Midshipman First Class Michael R. Olmstead, the first U.S. Naval Academy student to be court martialed since 1922, was found guilty of involuntary manslaughter today in the car accident death of his Academy roommate and closest friend.

Olmstead, a shy 21-year-old senior, stood at attention, his hands clenched at his sides, as Capt. Neuland Collier delivered the verdict in a makeshift courtroom here draped in green felt.

"It is my duty as president of the court," Collier read in clipped tones, "to inform you that the court . . . finds you guilty of the charge in the specification."
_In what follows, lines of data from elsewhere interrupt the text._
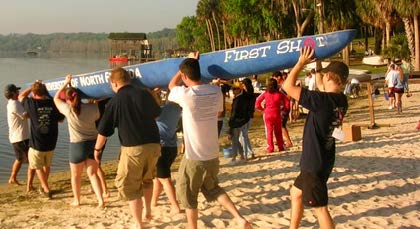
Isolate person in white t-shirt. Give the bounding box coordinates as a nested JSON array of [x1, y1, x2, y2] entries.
[[4, 84, 35, 192], [308, 69, 316, 91], [54, 75, 105, 208], [168, 52, 251, 229]]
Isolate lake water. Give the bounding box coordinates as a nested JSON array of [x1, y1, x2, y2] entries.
[[0, 55, 119, 184]]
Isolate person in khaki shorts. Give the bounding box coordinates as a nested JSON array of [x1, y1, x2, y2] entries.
[[168, 53, 252, 229], [95, 68, 161, 228], [18, 81, 64, 199]]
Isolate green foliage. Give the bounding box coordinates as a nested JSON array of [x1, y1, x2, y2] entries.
[[108, 33, 146, 40], [0, 29, 178, 58], [384, 33, 410, 60], [176, 16, 211, 53]]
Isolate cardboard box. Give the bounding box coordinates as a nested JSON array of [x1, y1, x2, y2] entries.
[[343, 124, 362, 142]]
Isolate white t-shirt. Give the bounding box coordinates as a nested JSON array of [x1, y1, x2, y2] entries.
[[7, 99, 29, 143], [308, 75, 316, 91], [57, 103, 99, 143], [168, 84, 223, 161], [385, 70, 400, 88], [350, 78, 360, 84]]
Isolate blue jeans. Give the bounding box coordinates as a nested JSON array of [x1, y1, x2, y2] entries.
[[232, 125, 245, 158], [239, 119, 254, 157]]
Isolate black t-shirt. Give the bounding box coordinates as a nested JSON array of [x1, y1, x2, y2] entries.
[[22, 97, 64, 151], [229, 93, 252, 128], [98, 85, 161, 146], [299, 88, 348, 178]]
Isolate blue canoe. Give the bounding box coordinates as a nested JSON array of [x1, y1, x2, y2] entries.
[[40, 30, 356, 98]]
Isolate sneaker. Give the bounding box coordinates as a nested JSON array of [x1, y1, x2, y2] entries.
[[41, 190, 52, 200], [228, 160, 237, 166]]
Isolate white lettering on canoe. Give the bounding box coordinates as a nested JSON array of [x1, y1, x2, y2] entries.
[[225, 46, 271, 63], [45, 80, 64, 91], [277, 40, 302, 54], [136, 68, 142, 79], [315, 37, 327, 47], [79, 74, 105, 87]]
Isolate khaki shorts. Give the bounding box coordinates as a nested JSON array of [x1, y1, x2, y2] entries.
[[28, 147, 54, 169], [115, 143, 160, 200], [176, 157, 225, 209]]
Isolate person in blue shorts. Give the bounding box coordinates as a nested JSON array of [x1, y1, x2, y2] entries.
[[283, 47, 349, 229], [152, 99, 182, 214]]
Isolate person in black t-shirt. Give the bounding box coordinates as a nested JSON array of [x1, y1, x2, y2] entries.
[[95, 68, 161, 228], [283, 47, 349, 228], [18, 81, 64, 199]]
With those words, Olmstead's face drained of color and his shoulders slumped. His parents, seated behind him, had tears in their eyes. Their son, who had dreamed of a naval career since kindergarten, now faces possible expulsion.

Olmstead was accused of drinking, driving and recklessly causing the death of his friend, Midshipman Scott Thomas, who was 20 at the time of the accident last May 11. The two were returning from a night on the town and just crossed Dorsey Creek Bridge on Academy grounds when Olmstead's Porsche sports car veered off the road and slammed into a tree. Thomas was thrown to his death.
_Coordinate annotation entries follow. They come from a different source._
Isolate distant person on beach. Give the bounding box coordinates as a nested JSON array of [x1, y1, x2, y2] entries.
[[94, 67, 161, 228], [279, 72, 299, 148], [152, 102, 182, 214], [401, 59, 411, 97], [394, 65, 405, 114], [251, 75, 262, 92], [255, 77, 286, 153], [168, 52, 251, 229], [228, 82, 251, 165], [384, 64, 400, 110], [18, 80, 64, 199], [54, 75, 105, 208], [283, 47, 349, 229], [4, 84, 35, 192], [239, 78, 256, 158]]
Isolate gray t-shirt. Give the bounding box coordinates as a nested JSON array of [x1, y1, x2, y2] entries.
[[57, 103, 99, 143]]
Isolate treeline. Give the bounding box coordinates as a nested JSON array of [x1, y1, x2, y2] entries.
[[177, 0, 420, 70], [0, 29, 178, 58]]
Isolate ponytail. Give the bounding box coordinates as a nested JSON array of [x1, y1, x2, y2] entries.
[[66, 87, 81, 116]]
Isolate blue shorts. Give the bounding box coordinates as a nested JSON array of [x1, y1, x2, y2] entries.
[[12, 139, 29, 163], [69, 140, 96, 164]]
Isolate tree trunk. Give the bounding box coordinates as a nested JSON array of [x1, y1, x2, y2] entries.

Tonight, moments after the verdict, Olmstead stood somber and mute as his attorney, Lt. Cmdr. John Holt, read a statement to the press for his young client.

"Today my first thoughts are with the family of midshipman Scott Thomas. Scott was my closest friend at the Naval Academy. I am very sorry he was killed . . .," Holt read.

"This case involves a tragic car accident. Abuse of alcohol was involved . . . I hope others, particularly midshipmen who have followed my case, may have learned something from my personal tragedy and can avoid a similar accident."

Olmstead must return to the same courtroom Monday to face sentencing by the six officers who found him guilty. The maximum penalty, along with expulsion, would include forfeiture of all pay and benefits and three years in prison.

"We will have to leave ourselves to the mercy of the court," Olmstead's father, Leroy, said as the family left the Academy's darkened grounds, emptied by the midshipmen's spring break.

Despite the possible penalties, Olmstead, who has kept up with his classes here and is within months of graduation, said in his statement, "I maintain my desire to graduate from the Naval Academy and become a Naval officer."

Although it is possible for the jurors to allow him to remain at the Academy, legal observers said that would be an unusual decision because most servicemen found guilty of a serious offense are discharged.

For the past two weeks, Olmstead has watched as the prosecutor, Lt. David Acton, asked the jury to find him guilty of gross negligence. Acton asserted that Olmstead was intoxicated, insisted upon driving and did so at speeds so high that he could not have negotiated the curving road even if he was "stone, cold sober."

The defense pinned its hopes on raising a doubt in the jurors' minds about who was actually driving.

Olmstead's attorney Holt contended that no one -- not even his client, who was lapsing in and out of an alcohol-induced blackout -- could say with certainty who was behind the wheel. There were no witnesses to the accident. Furthermore, Holt argued that the smash-up was purely and simply an accident at an "inherently dangerous" intersection.

As the two sides battled, Olmstead became an unlikely and reticent celebrity here, a piece of history in this enclave of granite tradition. It has been 58 years since a midshipman was court martialed, and in that 1922 case the charge was hazing a plebe. The defendant was found guilty, but the verdict was later reversed.

Olmstead, too, has a right to appeal, first to the academy's superintendent, Vice Adm. William Lawrence, and then on through the military appeals courts.

Tonight, in his statement, Olmstead had only glowing words for Lawrence and the academy. "I have had an excellent first semester this year," his statement said, "and continue to make plans for a career in the service of the Navy.